17 Ağustos 1999 Depremi sonrası ortaya çıkan tarihsel felaketin sonucunda Türkiye Deprem Şurası toplanarak Ülkede inşa edilecek tüm yapıların güvenliği için zemin ve temel etütlerinin yapılmasını kararlaştırmıştır. İlgili Bakanlık da çıkardığı yasa ve yönetmenliklerle bu etütlerin nasıl yapılacağını ve denetleneceğini tanımlamıştır.

Ülkemizde bugüne kadar yapılan tüm araştırmalar, afet zararlarının önemli ölçüde yer seçimini de içine alan yapı üretim sürecinden kaynaklandığı göstermektedir. Yapı üretim sürecinin temel sorunu ise denetimdir.
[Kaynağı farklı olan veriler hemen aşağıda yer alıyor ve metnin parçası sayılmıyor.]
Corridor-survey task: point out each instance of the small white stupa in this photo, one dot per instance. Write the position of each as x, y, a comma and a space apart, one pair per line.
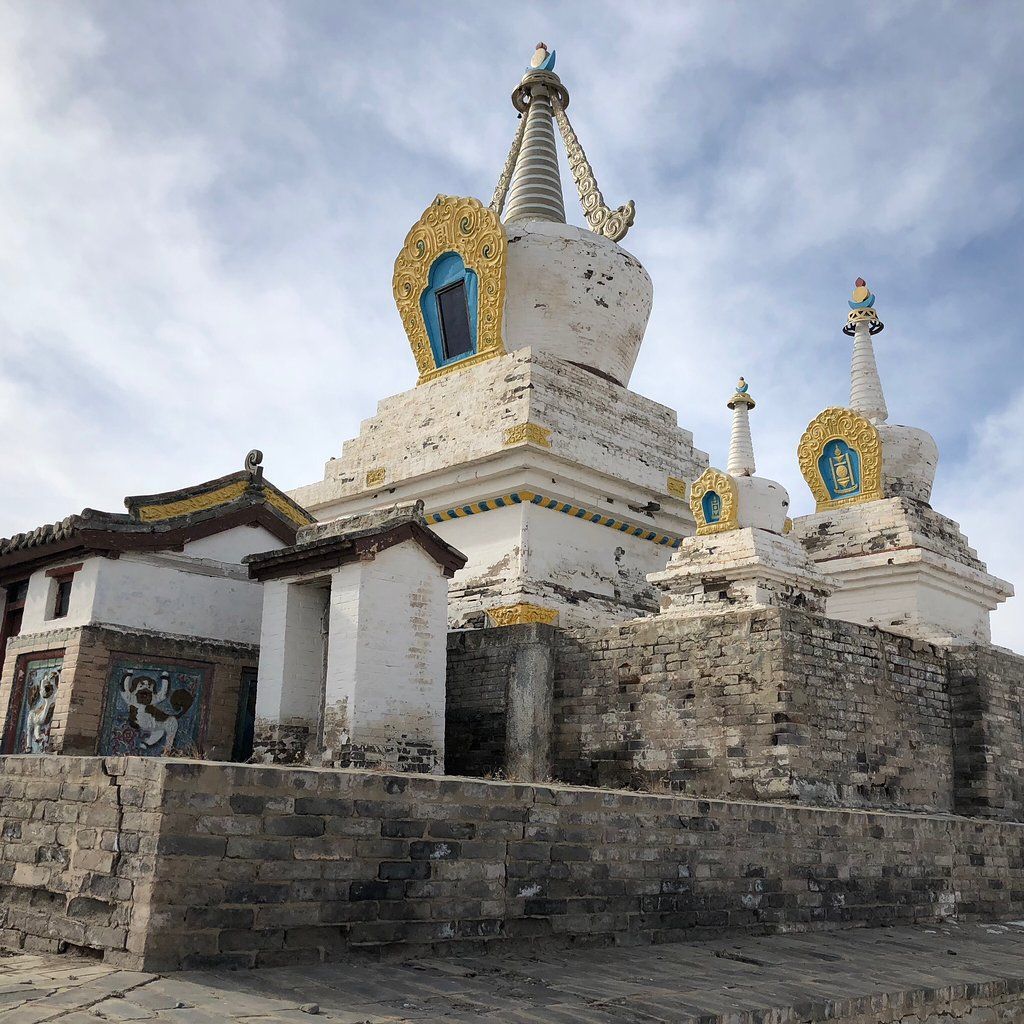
901, 565
742, 555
Denetim ise, gerek afetlerde ve gerekse imar hizmetlerinde piyasa koşullarına bırakılmamalıdır.

Mevcut yasa ve yönetmenliklerde önemli eksiklikler olmasına karşın, gerek 3194 Sayılı İmar Kanunu ve gerekse Yapı Denetim Uygulama Yönetmenliği, zemin ve temel etütlerinin yaptırılması ve denetlenmesine yönelik belediyelere ve yapı denetim kuruluşlarına önemli sorumluluklar yüklemiştir.
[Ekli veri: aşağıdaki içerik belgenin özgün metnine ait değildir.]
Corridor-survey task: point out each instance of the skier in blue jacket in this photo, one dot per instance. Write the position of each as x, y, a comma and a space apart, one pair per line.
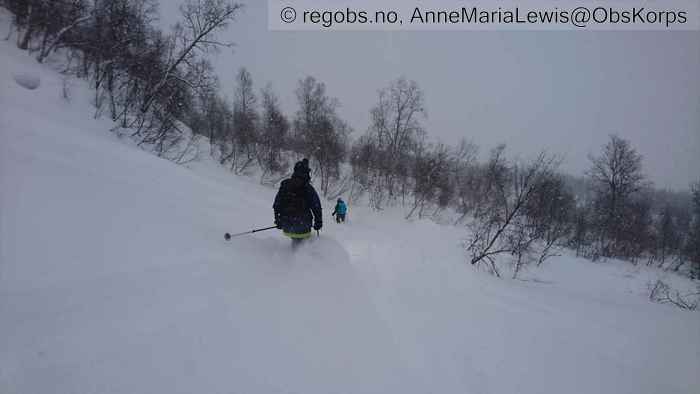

Ancak, yaşadığımız kentte üzülerek belirtmek isteriz ki, başta İzmir Büyükşehir Belediyesi olmak üzere birçok İlçe Belediyesi, yapıların temel taşıyıcı sistemlerinin projelendirilmesinde en önemli unsur olan zemin ve temel etütlerinin yerinde (arazi) denetimini yapmamaktadır. İzmir‘de, yeni kent merkezi Bayraklı‘da bulunan ve planlanan yüksek yapılarda içinde olmak üzere birçok ilçe belediyesindeki yapılarda kamu denetimi olmayıp, yapılar adeta depreme ve diğer doğal afetlere karşı savunmasız bırakılmaktadır. Oda‘mız tarafından mevcut bu durumu anlatan ve bir an önce önlem alınmasını talep eden Büyükşehir ve İlçe Belediye Başkanlarına bir mektup yazılmıştır. İzmir Büyükşehir Belediye Başkanı Sn. Aziz KOCAOĞLU‘na yazdığımız mektubu, siz basın mensupları aracılığı ile İzmir halkı ile paylaşmak istiyoruz.

"Sayın Aziz KOCAOĞLU

İzmir Büyükşehir Belediye Başkanı,      

Bildiğiniz üzere yaşadığımız kent, Dünyada deprem riski en yüksek kentler arasında yer almaktadır. İzmir ve çevresi 13 fay hattı üzerinde konumlanmış, bu faylar da tarih boyunca deprem üretmiştir. İzmir de 7 ve üzeri deprem üretecek potansiyeli taşıyan bu fayların varlığı kentin yönetiminden sorumlu başta şahsınıza ve İzmir Büyükşehir Belediyesine önemli sorumluluklar yüklemektedir.

Kentimizde yılda yaklaşık 10 bin adet yapının zemin temel etüdü yapılmaktadır. Mevcut yasa ve yönetmenliklere göre binaların temel taşıyıcı sistemlerinin projelendirilmesinde en önemli unsur olan zemin etütlerinin, sondaj ve arazi çalışmaları Jeoloji Mühendislerince yapılmaktadır. Odamızca bu etütlere yönelik yapılan mesleki denetimlerde Büyükşehir Belediyesi sınırları içindeki birçok ilçe belediyesinde, bu etütlerin sondaja dayalı arazi denetimlerinin yapılmadığı, sondajların derinlikleri, yapılıp yapılmadığının kontrol edilmediği ve sondajlar sırasında yapılan deneylerin de denetlenmediği tespit edilmektedir.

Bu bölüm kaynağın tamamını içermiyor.